First we calculate the compositions and the temperature, then we plot (parts of) the phase diagrams.
In [3]:
# Declare arrays and calculate compositions and the temperature
# while varying xbs
xbsid = np.linspace(0.01, 0.99, 300)
xblid = np.zeros(np.shape(xbsid))
tempsid = np.zeros(np.shape(xbsid))
for i in range(len(xbsid)):
# Initial guesses xbl = 0.5 and T = 750. For the extra arguments
# see the function definition for equilibrium_composition above
sol = sco.root(equilibrium_composition, [0.5, 750],
args=(xbsid[i], 0, 0, 900, 600, 2000,
1300), method='lm', options={'factor': 0.01})

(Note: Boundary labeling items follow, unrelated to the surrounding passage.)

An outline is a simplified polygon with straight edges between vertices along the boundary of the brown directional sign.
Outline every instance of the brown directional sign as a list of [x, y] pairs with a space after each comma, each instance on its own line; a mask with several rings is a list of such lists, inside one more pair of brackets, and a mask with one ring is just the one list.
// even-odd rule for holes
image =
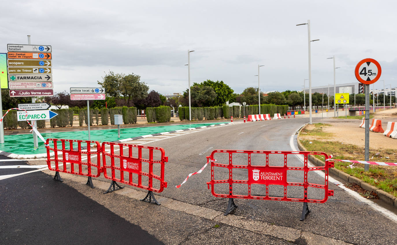
[[50, 67], [52, 65], [50, 60], [40, 60], [38, 59], [9, 59], [7, 61], [8, 67]]
[[30, 53], [27, 52], [8, 52], [8, 59], [51, 59], [51, 53]]
[[33, 97], [35, 96], [52, 96], [52, 89], [24, 89], [23, 90], [10, 90], [10, 97]]
[[8, 67], [8, 74], [10, 74], [31, 73], [51, 74], [51, 69], [48, 67]]

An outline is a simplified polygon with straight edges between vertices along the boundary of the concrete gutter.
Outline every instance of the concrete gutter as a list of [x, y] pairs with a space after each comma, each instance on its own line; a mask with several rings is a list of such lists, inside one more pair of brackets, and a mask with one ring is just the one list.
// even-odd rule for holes
[[[304, 129], [307, 125], [307, 124], [305, 124], [299, 130], [298, 132], [298, 136], [297, 137], [298, 148], [299, 148], [300, 150], [304, 151], [308, 151], [301, 143], [299, 137], [301, 134], [301, 131]], [[318, 158], [316, 158], [312, 155], [309, 155], [308, 156], [308, 159], [313, 165], [316, 166], [325, 165], [325, 163]], [[371, 185], [358, 178], [356, 178], [354, 176], [352, 176], [343, 171], [337, 169], [335, 168], [330, 168], [329, 172], [330, 174], [331, 174], [334, 177], [339, 177], [349, 183], [357, 184], [361, 186], [361, 188], [366, 191], [374, 191], [379, 197], [379, 198], [381, 200], [385, 201], [388, 204], [397, 207], [397, 198], [393, 195], [379, 189], [378, 187]]]

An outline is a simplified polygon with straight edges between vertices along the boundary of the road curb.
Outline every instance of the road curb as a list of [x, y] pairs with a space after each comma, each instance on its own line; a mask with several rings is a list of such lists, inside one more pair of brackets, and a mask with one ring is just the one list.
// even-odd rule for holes
[[[307, 125], [307, 124], [305, 124], [304, 126], [299, 130], [298, 132], [298, 136], [297, 137], [298, 147], [300, 150], [304, 151], [307, 151], [307, 149], [305, 148], [303, 146], [303, 145], [302, 144], [302, 143], [301, 143], [301, 141], [299, 139], [299, 137], [301, 134], [301, 131], [304, 129]], [[308, 159], [312, 163], [316, 166], [325, 165], [325, 162], [312, 155], [308, 155]], [[330, 168], [330, 169], [329, 173], [335, 177], [338, 177], [349, 183], [357, 184], [360, 186], [361, 188], [366, 191], [374, 191], [379, 197], [379, 198], [381, 200], [389, 204], [397, 207], [397, 198], [377, 187], [370, 185], [358, 178], [356, 178], [354, 176], [352, 176], [343, 171], [337, 169], [335, 168]]]

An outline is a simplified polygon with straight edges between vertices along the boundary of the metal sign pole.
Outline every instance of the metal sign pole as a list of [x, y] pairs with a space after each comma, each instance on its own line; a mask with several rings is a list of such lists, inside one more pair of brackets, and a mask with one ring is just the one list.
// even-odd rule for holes
[[[0, 84], [1, 83], [0, 81]], [[3, 114], [3, 101], [1, 98], [1, 88], [0, 88], [0, 111]], [[4, 124], [0, 126], [0, 143], [4, 143]]]
[[[364, 161], [368, 161], [370, 151], [370, 85], [365, 84], [365, 153]], [[364, 170], [368, 171], [369, 165], [364, 165]]]
[[87, 100], [87, 122], [88, 122], [88, 140], [91, 140], [90, 135], [90, 101]]
[[[27, 35], [27, 44], [30, 45], [30, 35]], [[36, 102], [36, 97], [32, 97], [32, 103], [34, 103]], [[33, 127], [37, 128], [37, 122], [36, 121], [31, 121], [32, 123], [32, 125], [33, 125]], [[34, 149], [36, 150], [38, 148], [39, 148], [39, 143], [37, 140], [37, 135], [36, 134], [36, 132], [34, 130], [33, 131], [33, 145]]]

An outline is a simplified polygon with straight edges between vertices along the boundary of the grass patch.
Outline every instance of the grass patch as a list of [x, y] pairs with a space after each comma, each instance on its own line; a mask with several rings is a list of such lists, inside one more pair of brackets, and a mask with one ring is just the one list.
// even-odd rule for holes
[[[303, 130], [306, 133], [304, 139], [301, 140], [301, 143], [310, 151], [322, 151], [328, 155], [332, 154], [333, 159], [356, 160], [363, 161], [364, 149], [354, 145], [343, 144], [334, 141], [323, 141], [307, 139], [308, 136], [321, 136], [327, 135], [326, 133], [322, 132], [322, 126], [317, 126], [312, 130]], [[313, 138], [314, 137], [313, 137]], [[380, 154], [377, 154], [379, 153]], [[397, 162], [397, 154], [391, 149], [370, 150], [370, 161], [374, 162]], [[373, 157], [372, 157], [372, 156]], [[324, 161], [324, 157], [316, 156], [316, 157]], [[371, 157], [372, 158], [371, 159]], [[388, 158], [386, 158], [387, 157]], [[355, 164], [351, 168], [350, 164], [343, 162], [335, 162], [335, 168], [352, 176], [362, 180], [371, 185], [397, 197], [397, 168], [393, 166], [383, 166], [371, 165], [369, 171], [364, 170], [364, 165]]]

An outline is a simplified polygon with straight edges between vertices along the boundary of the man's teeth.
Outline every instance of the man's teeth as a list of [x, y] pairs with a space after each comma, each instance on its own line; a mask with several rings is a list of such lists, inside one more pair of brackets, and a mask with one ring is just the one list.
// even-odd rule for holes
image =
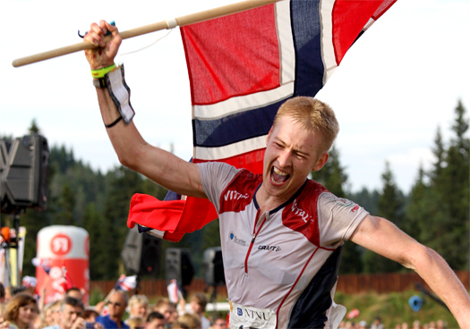
[[274, 167], [274, 173], [276, 173], [277, 174], [281, 175], [281, 176], [286, 176], [287, 175], [287, 173], [281, 172], [280, 170], [278, 170], [276, 167]]

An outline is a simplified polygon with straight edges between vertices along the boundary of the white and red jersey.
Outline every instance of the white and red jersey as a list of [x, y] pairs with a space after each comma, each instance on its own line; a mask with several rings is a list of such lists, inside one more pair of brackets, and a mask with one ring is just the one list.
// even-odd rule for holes
[[258, 215], [262, 175], [198, 165], [219, 216], [229, 299], [273, 310], [278, 328], [329, 327], [343, 241], [368, 212], [306, 180], [290, 200]]

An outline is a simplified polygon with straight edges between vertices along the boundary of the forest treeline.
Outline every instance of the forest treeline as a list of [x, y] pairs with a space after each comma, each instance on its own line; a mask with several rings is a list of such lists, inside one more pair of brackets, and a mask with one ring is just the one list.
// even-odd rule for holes
[[[383, 216], [420, 242], [434, 249], [455, 270], [469, 268], [469, 139], [466, 109], [457, 102], [449, 140], [443, 140], [437, 127], [432, 153], [435, 161], [429, 171], [423, 164], [408, 195], [395, 182], [388, 163], [381, 174], [381, 189], [349, 190], [348, 177], [340, 163], [339, 151], [333, 147], [329, 160], [312, 177], [338, 197], [363, 206], [371, 214]], [[28, 134], [41, 131], [33, 121]], [[1, 131], [0, 131], [1, 133]], [[3, 136], [2, 139], [12, 139]], [[36, 236], [46, 226], [76, 225], [90, 234], [90, 280], [115, 280], [124, 273], [120, 254], [128, 232], [129, 205], [134, 193], [163, 199], [167, 190], [124, 166], [107, 173], [93, 170], [76, 159], [64, 146], [49, 146], [49, 190], [47, 211], [28, 208], [20, 224], [27, 229], [23, 275], [35, 275], [31, 259], [36, 257]], [[2, 224], [13, 227], [13, 218], [2, 214]], [[196, 270], [202, 274], [202, 254], [219, 246], [218, 222], [186, 234], [178, 243], [162, 242], [158, 277], [165, 277], [167, 248], [189, 248]], [[340, 273], [387, 273], [406, 271], [400, 265], [346, 242]]]

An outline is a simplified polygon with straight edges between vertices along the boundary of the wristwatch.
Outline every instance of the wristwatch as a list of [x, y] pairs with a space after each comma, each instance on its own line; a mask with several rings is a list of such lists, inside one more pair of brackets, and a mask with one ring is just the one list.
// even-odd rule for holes
[[107, 88], [107, 85], [106, 83], [106, 79], [103, 77], [103, 78], [94, 78], [93, 79], [93, 86], [95, 86], [96, 88]]

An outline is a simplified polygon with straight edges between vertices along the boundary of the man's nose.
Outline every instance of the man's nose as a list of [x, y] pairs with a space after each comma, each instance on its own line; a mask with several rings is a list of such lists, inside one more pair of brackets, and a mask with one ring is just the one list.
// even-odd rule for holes
[[282, 167], [287, 167], [289, 166], [292, 158], [291, 158], [291, 152], [288, 149], [283, 149], [279, 156], [278, 156], [278, 162], [279, 163], [279, 165]]

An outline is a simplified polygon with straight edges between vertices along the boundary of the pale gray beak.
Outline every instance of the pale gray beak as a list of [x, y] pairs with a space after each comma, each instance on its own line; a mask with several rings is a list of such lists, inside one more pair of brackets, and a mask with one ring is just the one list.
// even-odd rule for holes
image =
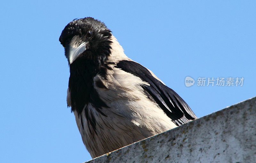
[[68, 47], [67, 49], [67, 57], [69, 65], [71, 65], [79, 55], [86, 50], [87, 43], [83, 42], [78, 47], [74, 47], [72, 45]]

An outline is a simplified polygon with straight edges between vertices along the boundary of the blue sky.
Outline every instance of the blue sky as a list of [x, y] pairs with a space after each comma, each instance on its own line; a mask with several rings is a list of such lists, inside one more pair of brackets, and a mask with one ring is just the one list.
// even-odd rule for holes
[[[91, 159], [67, 107], [69, 69], [59, 42], [75, 18], [104, 22], [125, 54], [198, 117], [255, 96], [255, 1], [36, 1], [0, 6], [0, 162]], [[242, 87], [187, 87], [187, 76], [244, 79]]]

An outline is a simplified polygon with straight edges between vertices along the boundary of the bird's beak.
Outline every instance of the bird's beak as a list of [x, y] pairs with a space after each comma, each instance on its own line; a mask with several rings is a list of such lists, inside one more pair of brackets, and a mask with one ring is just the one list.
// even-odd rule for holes
[[74, 47], [70, 45], [67, 47], [67, 58], [69, 65], [71, 65], [82, 53], [86, 50], [87, 43], [82, 43], [77, 47]]

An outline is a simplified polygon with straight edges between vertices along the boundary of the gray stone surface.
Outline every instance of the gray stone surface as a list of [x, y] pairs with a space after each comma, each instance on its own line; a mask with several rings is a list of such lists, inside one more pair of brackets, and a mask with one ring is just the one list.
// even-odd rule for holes
[[256, 97], [87, 161], [256, 162]]

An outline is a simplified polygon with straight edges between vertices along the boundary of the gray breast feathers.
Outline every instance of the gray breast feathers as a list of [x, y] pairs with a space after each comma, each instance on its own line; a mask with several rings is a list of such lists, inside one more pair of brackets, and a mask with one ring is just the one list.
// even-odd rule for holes
[[[90, 103], [81, 115], [74, 111], [84, 143], [93, 158], [177, 126], [145, 94], [141, 86], [149, 84], [139, 77], [113, 67], [104, 78], [97, 75], [93, 82], [100, 97], [108, 107], [101, 109], [106, 116]], [[89, 118], [94, 119], [95, 128], [88, 125], [85, 111]]]

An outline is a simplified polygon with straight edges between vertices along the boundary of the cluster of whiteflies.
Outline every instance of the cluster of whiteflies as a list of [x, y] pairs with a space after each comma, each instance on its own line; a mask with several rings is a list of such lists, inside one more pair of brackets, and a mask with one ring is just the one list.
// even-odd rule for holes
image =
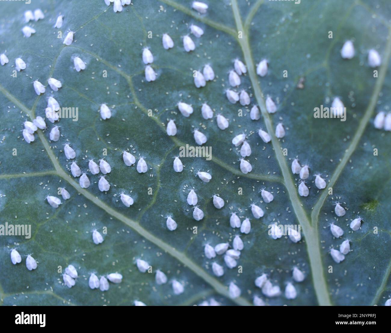
[[391, 113], [386, 113], [384, 111], [380, 111], [375, 117], [373, 126], [378, 129], [391, 131]]
[[[335, 207], [334, 209], [335, 215], [338, 217], [342, 217], [345, 215], [346, 211], [339, 202], [335, 203]], [[353, 220], [350, 224], [350, 229], [353, 231], [357, 231], [360, 229], [361, 226], [362, 219], [361, 217], [357, 217]], [[344, 234], [342, 228], [337, 226], [334, 223], [330, 225], [330, 231], [333, 236], [335, 238], [339, 238]], [[331, 249], [330, 254], [333, 260], [337, 263], [339, 263], [345, 259], [345, 256], [350, 251], [350, 241], [346, 239], [342, 242], [339, 246], [339, 250]]]
[[[308, 197], [309, 190], [305, 184], [305, 181], [309, 177], [309, 166], [307, 164], [301, 165], [299, 160], [295, 158], [292, 161], [291, 167], [293, 174], [299, 175], [301, 180], [298, 187], [299, 194], [301, 197]], [[315, 175], [315, 185], [319, 190], [323, 190], [326, 187], [326, 181], [321, 177], [320, 174]]]
[[[355, 51], [353, 42], [351, 40], [345, 42], [341, 49], [341, 56], [345, 59], [351, 59], [355, 55]], [[382, 64], [382, 58], [379, 52], [376, 50], [371, 49], [368, 51], [368, 64], [373, 68], [378, 67]], [[378, 129], [384, 129], [391, 131], [391, 113], [383, 111], [379, 112], [375, 118], [373, 125]]]
[[104, 0], [104, 3], [108, 6], [110, 5], [110, 2], [113, 2], [113, 9], [114, 13], [122, 12], [123, 7], [126, 5], [130, 5], [132, 0]]
[[[334, 209], [334, 213], [339, 217], [344, 216], [346, 213], [346, 210], [339, 202], [336, 202]], [[361, 217], [357, 217], [353, 220], [350, 224], [350, 229], [353, 231], [357, 231], [360, 229], [362, 220]], [[330, 231], [332, 234], [335, 238], [339, 238], [344, 234], [342, 228], [334, 223], [330, 225]], [[346, 239], [342, 242], [339, 246], [339, 249], [332, 248], [330, 250], [330, 254], [333, 260], [337, 263], [339, 263], [345, 259], [345, 256], [350, 251], [350, 241]]]
[[[76, 152], [71, 147], [69, 144], [66, 144], [64, 147], [64, 152], [67, 159], [73, 159], [76, 157]], [[124, 151], [122, 154], [122, 159], [125, 165], [130, 166], [136, 163], [136, 158], [131, 154], [127, 151]], [[103, 159], [99, 160], [99, 164], [98, 165], [93, 159], [88, 161], [88, 170], [93, 175], [96, 175], [100, 172], [103, 174], [104, 175], [100, 176], [98, 182], [98, 186], [101, 192], [107, 192], [110, 190], [110, 183], [106, 179], [106, 175], [109, 173], [111, 171], [111, 167], [108, 162]], [[87, 173], [82, 172], [80, 166], [77, 165], [76, 162], [72, 162], [70, 166], [70, 171], [72, 175], [76, 178], [79, 178], [79, 184], [82, 188], [88, 188], [90, 187], [91, 182]], [[136, 167], [137, 172], [139, 173], [144, 173], [147, 172], [148, 166], [143, 158], [140, 157], [137, 162]], [[66, 200], [70, 197], [69, 193], [65, 188], [61, 188], [60, 193], [64, 200]], [[121, 193], [120, 197], [122, 203], [126, 207], [129, 207], [133, 204], [134, 201], [130, 195], [126, 194], [122, 192]], [[56, 197], [51, 195], [48, 196], [47, 198], [48, 202], [54, 208], [57, 208], [59, 205], [61, 204], [61, 200]]]
[[[28, 23], [30, 20], [35, 20], [37, 21], [39, 20], [42, 20], [45, 18], [43, 13], [42, 13], [41, 9], [36, 9], [34, 14], [31, 11], [27, 11], [25, 12], [24, 16], [26, 23]], [[61, 28], [63, 26], [63, 18], [64, 15], [61, 15], [58, 16], [56, 20], [56, 24], [54, 27], [58, 29]], [[25, 37], [29, 38], [31, 36], [32, 34], [35, 34], [36, 31], [34, 28], [28, 25], [26, 25], [22, 29], [22, 32]], [[64, 39], [63, 43], [67, 45], [70, 45], [72, 44], [74, 33], [74, 31], [68, 31], [67, 33], [66, 36]], [[80, 58], [79, 57], [74, 56], [72, 57], [72, 59], [73, 60], [75, 69], [77, 72], [80, 72], [82, 70], [85, 69], [86, 63]], [[0, 63], [2, 65], [8, 63], [8, 58], [4, 53], [0, 55]], [[26, 63], [21, 58], [17, 58], [15, 61], [15, 64], [16, 70], [18, 72], [26, 68]], [[55, 80], [55, 79], [49, 79], [49, 80], [54, 80], [52, 81], [52, 83], [50, 82], [48, 82], [50, 87], [54, 91], [57, 91], [58, 88], [61, 87], [61, 82]], [[57, 85], [59, 84], [59, 86]], [[45, 91], [45, 87], [43, 85], [38, 81], [34, 82], [34, 88], [35, 89], [36, 92], [38, 95], [41, 93], [43, 93]]]
[[[136, 261], [137, 269], [141, 273], [152, 272], [152, 267], [148, 262], [143, 259], [138, 259]], [[160, 285], [167, 283], [168, 279], [167, 276], [160, 270], [156, 270], [155, 272], [155, 281], [157, 284]], [[185, 291], [183, 285], [178, 280], [171, 281], [172, 291], [175, 295], [180, 295]]]
[[221, 305], [218, 302], [217, 302], [214, 298], [211, 298], [208, 301], [204, 301], [203, 302], [201, 302], [199, 304], [198, 304], [199, 306], [219, 306]]
[[[341, 56], [344, 59], [352, 59], [354, 57], [355, 52], [354, 45], [351, 40], [346, 41], [341, 49]], [[371, 48], [368, 51], [368, 64], [371, 67], [378, 67], [381, 64], [382, 58], [379, 52]]]
[[[77, 271], [72, 265], [65, 269], [65, 272], [63, 274], [64, 283], [68, 288], [75, 285], [77, 277]], [[91, 289], [99, 288], [101, 291], [106, 291], [109, 290], [109, 281], [113, 283], [120, 283], [122, 279], [122, 275], [119, 273], [111, 273], [107, 276], [102, 276], [100, 279], [95, 273], [91, 273], [88, 279], [88, 286]]]
[[[296, 282], [301, 282], [304, 280], [304, 274], [298, 267], [294, 267], [292, 271], [292, 278]], [[262, 293], [268, 298], [278, 297], [281, 294], [281, 290], [279, 286], [273, 285], [267, 275], [264, 273], [255, 279], [255, 285], [262, 291]], [[291, 281], [287, 282], [285, 285], [284, 292], [287, 299], [294, 299], [297, 296], [296, 288]], [[254, 298], [255, 305], [264, 305], [265, 303], [258, 296]]]
[[[197, 38], [199, 38], [204, 34], [204, 30], [198, 25], [191, 24], [189, 28], [191, 33]], [[161, 42], [163, 47], [165, 50], [169, 50], [174, 47], [174, 41], [168, 34], [163, 34]], [[188, 35], [183, 36], [183, 48], [187, 52], [194, 51], [196, 49], [196, 44]], [[156, 80], [157, 74], [150, 64], [153, 63], [153, 55], [148, 47], [145, 47], [143, 50], [142, 59], [143, 62], [146, 65], [144, 70], [145, 80], [148, 82], [154, 81]], [[212, 68], [209, 65], [205, 65], [203, 72], [196, 71], [194, 73], [194, 84], [197, 88], [204, 87], [207, 81], [211, 81], [214, 78], [215, 74]]]
[[[22, 258], [15, 249], [13, 249], [11, 251], [11, 261], [14, 265], [22, 262]], [[37, 268], [37, 261], [31, 255], [29, 254], [26, 258], [26, 267], [29, 270], [32, 270]]]

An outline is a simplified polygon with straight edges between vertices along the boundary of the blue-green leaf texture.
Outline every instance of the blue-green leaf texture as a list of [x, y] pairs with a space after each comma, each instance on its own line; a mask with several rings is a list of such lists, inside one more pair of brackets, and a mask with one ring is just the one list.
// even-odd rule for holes
[[[0, 67], [1, 224], [30, 224], [32, 234], [30, 239], [0, 236], [2, 304], [129, 305], [140, 300], [147, 305], [192, 305], [213, 298], [222, 305], [250, 305], [257, 295], [270, 305], [380, 305], [389, 298], [391, 141], [389, 132], [373, 125], [376, 113], [389, 111], [391, 102], [388, 1], [207, 2], [205, 14], [192, 9], [190, 0], [133, 0], [117, 13], [112, 3], [107, 6], [103, 0], [0, 2], [0, 52], [6, 51], [9, 59]], [[45, 18], [25, 23], [24, 11], [38, 8]], [[63, 25], [55, 29], [60, 14], [64, 15]], [[196, 48], [187, 53], [182, 37], [189, 33], [192, 23], [201, 27], [204, 34], [200, 38], [191, 35]], [[25, 25], [36, 30], [30, 38], [23, 37]], [[67, 46], [63, 41], [69, 30], [75, 32], [75, 37]], [[59, 31], [63, 38], [57, 38]], [[168, 50], [161, 45], [165, 33], [175, 43]], [[344, 60], [340, 50], [349, 39], [353, 40], [356, 54]], [[144, 77], [141, 55], [145, 47], [154, 57], [152, 66], [158, 77], [153, 82]], [[382, 57], [376, 77], [368, 64], [370, 48]], [[80, 72], [72, 61], [76, 56], [86, 63]], [[19, 57], [27, 67], [14, 77], [14, 61]], [[250, 93], [248, 107], [231, 104], [224, 93], [229, 86], [228, 73], [236, 58], [248, 70], [237, 90]], [[261, 78], [255, 68], [264, 58], [269, 71]], [[206, 63], [212, 66], [216, 78], [197, 89], [193, 71]], [[58, 91], [52, 92], [47, 85], [50, 77], [63, 82]], [[298, 89], [302, 77], [304, 88]], [[47, 86], [43, 95], [34, 92], [35, 80]], [[277, 103], [278, 111], [273, 114], [265, 109], [268, 95]], [[62, 107], [78, 107], [79, 119], [61, 119], [61, 136], [57, 142], [49, 140], [54, 125], [47, 120], [48, 129], [38, 129], [35, 141], [27, 144], [21, 131], [23, 123], [44, 117], [51, 95]], [[336, 96], [346, 107], [346, 121], [314, 118], [314, 108], [329, 106]], [[180, 100], [194, 108], [188, 118], [178, 109]], [[201, 107], [205, 101], [215, 115], [221, 113], [229, 119], [227, 129], [219, 129], [215, 118], [202, 117]], [[112, 110], [110, 119], [100, 118], [103, 103]], [[258, 121], [250, 119], [253, 104], [262, 109]], [[242, 116], [238, 115], [239, 109]], [[165, 132], [170, 119], [175, 120], [178, 128], [174, 137]], [[279, 140], [274, 131], [280, 122], [286, 134]], [[257, 132], [261, 127], [270, 132], [271, 142], [260, 140]], [[175, 172], [172, 158], [180, 147], [196, 144], [192, 133], [195, 128], [206, 135], [205, 145], [212, 147], [212, 158], [183, 158], [183, 171]], [[248, 158], [253, 170], [247, 175], [240, 172], [239, 148], [231, 142], [242, 132], [253, 152]], [[87, 170], [90, 158], [104, 157], [110, 164], [108, 192], [98, 189], [100, 175], [89, 172], [91, 186], [81, 188], [64, 155], [67, 143], [75, 149], [74, 160], [83, 171]], [[105, 149], [107, 156], [102, 156]], [[124, 165], [121, 153], [126, 149], [136, 157], [144, 157], [147, 172], [140, 174], [135, 166]], [[307, 197], [298, 195], [300, 179], [291, 171], [296, 157], [310, 166]], [[195, 177], [199, 169], [208, 171], [210, 182]], [[317, 173], [327, 182], [325, 190], [315, 186]], [[54, 208], [45, 198], [59, 196], [60, 187], [65, 187], [71, 197], [61, 199], [62, 204]], [[193, 218], [186, 202], [191, 187], [196, 189], [205, 214], [199, 221]], [[270, 203], [263, 202], [258, 193], [264, 187], [274, 195]], [[329, 187], [332, 195], [328, 194]], [[239, 194], [239, 188], [242, 194]], [[119, 200], [122, 191], [135, 199], [130, 208]], [[220, 210], [212, 203], [215, 193], [225, 200]], [[343, 217], [334, 213], [336, 201], [346, 208]], [[217, 256], [216, 261], [224, 267], [225, 274], [217, 278], [212, 271], [213, 260], [204, 256], [204, 245], [231, 244], [240, 233], [230, 226], [231, 212], [239, 212], [242, 220], [252, 218], [249, 206], [253, 202], [265, 213], [259, 220], [252, 218], [251, 233], [241, 235], [244, 249], [238, 265], [242, 271], [229, 269], [222, 256]], [[174, 231], [165, 226], [169, 215], [178, 224]], [[352, 232], [349, 225], [358, 216], [363, 219], [361, 227]], [[300, 224], [302, 240], [294, 243], [287, 236], [272, 239], [268, 226], [276, 222]], [[344, 230], [343, 238], [351, 241], [352, 251], [340, 264], [329, 253], [332, 247], [339, 248], [343, 240], [331, 235], [328, 226], [333, 222]], [[105, 227], [104, 242], [95, 245], [92, 230]], [[14, 248], [22, 256], [22, 263], [15, 265], [10, 258]], [[25, 261], [32, 253], [38, 266], [30, 271]], [[153, 273], [138, 270], [135, 262], [139, 258], [152, 266]], [[70, 289], [64, 285], [58, 267], [63, 270], [70, 264], [79, 277]], [[294, 282], [298, 296], [288, 300], [283, 291], [286, 284], [292, 282], [295, 266], [306, 278]], [[167, 275], [168, 283], [156, 284], [154, 272], [158, 269]], [[88, 278], [93, 272], [98, 276], [118, 272], [123, 279], [120, 284], [111, 283], [107, 292], [91, 290]], [[255, 279], [263, 272], [280, 287], [281, 296], [267, 299], [255, 286]], [[182, 294], [173, 292], [170, 282], [173, 279], [183, 284]], [[230, 297], [231, 282], [240, 288], [240, 297]]]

# The roots are stored in sol.x
xblid[i], tempsid[i] = sol.x
In [4]:
xbsreg = np.linspace(0.01, 0.99, 300)
xblreg = np.zeros(np.shape(xbsreg))
tempsreg = np.zeros(np.shape(xbsreg))
for i in range(len(xbsreg)):
sol = sco.root(equilibrium_composition, [0.5, 750],
args=(xbsreg[i], 1500, 0, 900, 600, 2000,
1300), method='lm', options={'factor': 0.01})
xblreg[i], tempsreg[i] = sol.x
In [5]:
fig, ax = plt.subplots(ncols=2)
ax[0].plot(xblid, tempsid, label='$X_{\mathrm{B}}^{\mathrm{L}}$')
ax[0].plot(xbsid, tempsid, label='$X_{\mathrm{B}}^{\mathrm{S}}$')
ax[0].set_xlabel('$X_{\mathrm{B}}$')
ax[0].set_ylabel('$T$ [K]')
ax[0].set_title('Ideal solution $\Omega = 0$')
ax[0].legend();
ax[1].plot(xblreg, tempsreg, label='$X_{\mathrm{B}}^{\mathrm{L}}$')
ax[1].plot(xbsreg, tempsreg, label='$X_{\mathrm{B}}^{\mathrm{S}}$')
ax[1].set_xlabel('$X_{\mathrm{B}}$')
ax[1].set_ylabel('$T$ [K]')
ax[1].set_title('Regular solution $\Omega_{\mathrm{S}} = 1500, \
\Omega_{\mathrm{L}} = 0$')
ax[1].legend();
For the ideal solution, the solid phase is stable across all compositions. This is also the case for the regular solution, however in an approximate composition interval $X_{\mathrm{B}} \in [0.7, 0.75]$ at $T \approx 550$ K, both phases have the same Gibbs free energy.